THE record libel damages of 750,000 awarded to multimillionaire businessman Denis O'Brien in the High Court last week "reinforce the case" for reform of Ireland's defamation laws, Labour leader Pat Rabbitte has said.
Rabbitte said there was "no doubt" that O'Brien was very seriously libelled but, "to a lay-person, it seems extraordinary that the jury could not be made aware that an award made previously by a jury in the same court on the same issue had been overturned by the Supreme Court on the grounds that it was excessive".
The result of this, he said, was the jury last Thursday making an award almost three times as great as that overturned by the Supreme Court as excessive.
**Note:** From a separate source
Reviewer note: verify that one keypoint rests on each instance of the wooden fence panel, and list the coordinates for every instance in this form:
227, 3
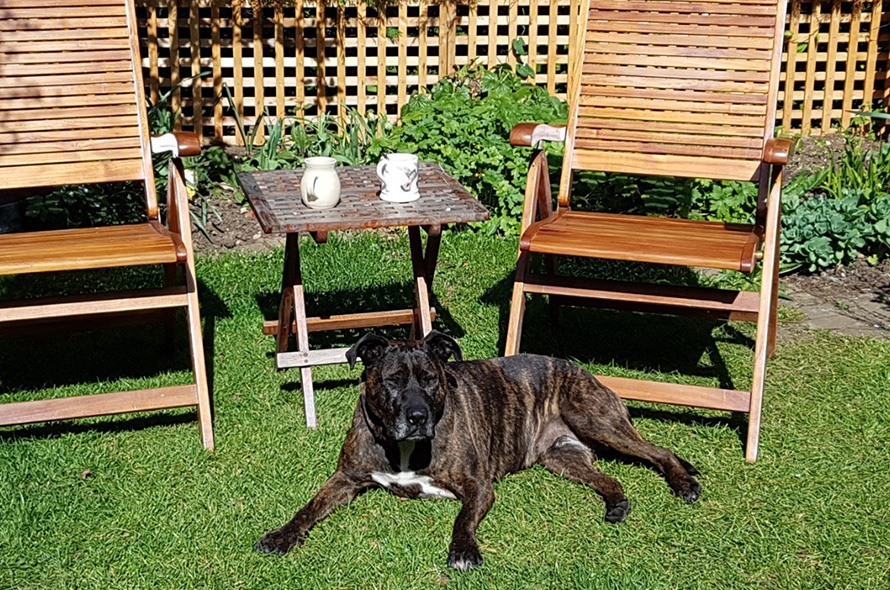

"The extraordinary thing is that, more than six months ago, justice minister Michael McDowell published a Defamation Bill that would have allowed a judge in a libel case to give guidance to the jury as to the quantum of damages that might be awarded, " he said. "The Defamation Bill is largely uncontroversial, but it has made no progress because the government insists on linking it to a Privacy Bill that is seriously flawed and that has raised very genuine concerns among the media."
The Labour leader said that if it remained the government's position that the two pieces of legislation must proceed in tandem, then McDowell must "urgently address the shortcomings in his Privacy Bill to allow the early enactment of these two bills at the earliest possible date".